Monday, February 8, 2010

Vision Quest - Jumping off corporate - a friend's story

This is a great story of a childhood friend who jumped off the corporate bridge 10 years ago and hasn't looked back...What are you doing to follow your dreams?



Ten years ago, as a footloose bachelor of 35, David Simchock clocked out of the corporate world and set out on a journey that would turn his life upside down. With a nest egg of savings, he left his suit-and-tie job as a manager for a large power company in England, where he’d resided for five years, and set out to scratch a long-festering itch to travel. He had no itinerary but had a mission to create a meaningful experience. So off he went, to Australia, New Zealand, Tahiti, Chile, Thailand, Laos, Nepal. After a year of traveling, he says, “I wanted to keep going.” And go he did — across about 25 countries on five continents over the course of three years. He would learn to speak Spanish in Ecuador. He would journey up the Amazon for eight days aboard a stranger’s aluminum boat. He would serve as a toastmaster at a New Zealand wedding. And he would spend a month motorcycling from France to Italy, with a detour along the way to attend the San Fermín festival and watch participants run with the bulls in Pamplona. “You can live on $10 a day in some of these countries,” he says. “If you drink beer, it gets a little more expensive.”

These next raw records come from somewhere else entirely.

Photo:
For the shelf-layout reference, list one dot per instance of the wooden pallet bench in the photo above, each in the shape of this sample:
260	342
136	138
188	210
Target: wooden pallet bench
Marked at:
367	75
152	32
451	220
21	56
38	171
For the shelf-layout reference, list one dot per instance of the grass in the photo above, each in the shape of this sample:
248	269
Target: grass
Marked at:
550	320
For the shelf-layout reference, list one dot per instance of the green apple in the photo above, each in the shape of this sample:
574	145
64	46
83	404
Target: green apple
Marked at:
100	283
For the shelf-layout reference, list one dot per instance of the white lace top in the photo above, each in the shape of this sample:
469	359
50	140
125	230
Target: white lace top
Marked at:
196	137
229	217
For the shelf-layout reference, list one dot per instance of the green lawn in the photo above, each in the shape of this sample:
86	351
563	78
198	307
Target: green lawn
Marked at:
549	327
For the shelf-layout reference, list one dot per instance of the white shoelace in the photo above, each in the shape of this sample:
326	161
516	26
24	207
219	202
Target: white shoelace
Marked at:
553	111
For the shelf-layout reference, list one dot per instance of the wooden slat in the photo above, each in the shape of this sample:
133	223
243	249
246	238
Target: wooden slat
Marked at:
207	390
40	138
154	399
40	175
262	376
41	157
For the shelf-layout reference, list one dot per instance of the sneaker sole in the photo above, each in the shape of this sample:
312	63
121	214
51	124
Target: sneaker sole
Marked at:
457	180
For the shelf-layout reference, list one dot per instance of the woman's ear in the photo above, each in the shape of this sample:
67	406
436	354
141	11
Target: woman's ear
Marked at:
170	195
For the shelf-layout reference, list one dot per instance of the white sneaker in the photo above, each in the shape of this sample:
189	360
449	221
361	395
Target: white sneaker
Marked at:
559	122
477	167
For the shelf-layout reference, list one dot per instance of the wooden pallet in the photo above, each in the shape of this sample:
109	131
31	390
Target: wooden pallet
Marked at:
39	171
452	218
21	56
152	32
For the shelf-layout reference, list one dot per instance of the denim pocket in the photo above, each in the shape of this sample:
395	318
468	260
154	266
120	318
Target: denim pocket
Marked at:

When it was over, when at last he returned to his native New Jersey, Simchock would take the lessons he’d learned from three years on the road and parlay them into a successful new career — one he could do in his own back yard.

Simchock, now 45, stands in the finished basement of his studio in Pennington that serves as the headquarters for his photography business, Vagabond Vistas (vagabondvistas.com). The venture is a direct result of his wanderlust. When he started traveling, he carried a Nikon F80 (later upgraded to a Nikon D700 digital SLR) to capture thousands of images: unsmiling elderly men in Peru, laughing children in Vietnam, street scenes in Krakow and Kathmandu. Everywhere he went he would show his work, and the response was always the same: “These are really good. You should do something with this.” Do something with this. He agreed, but do what?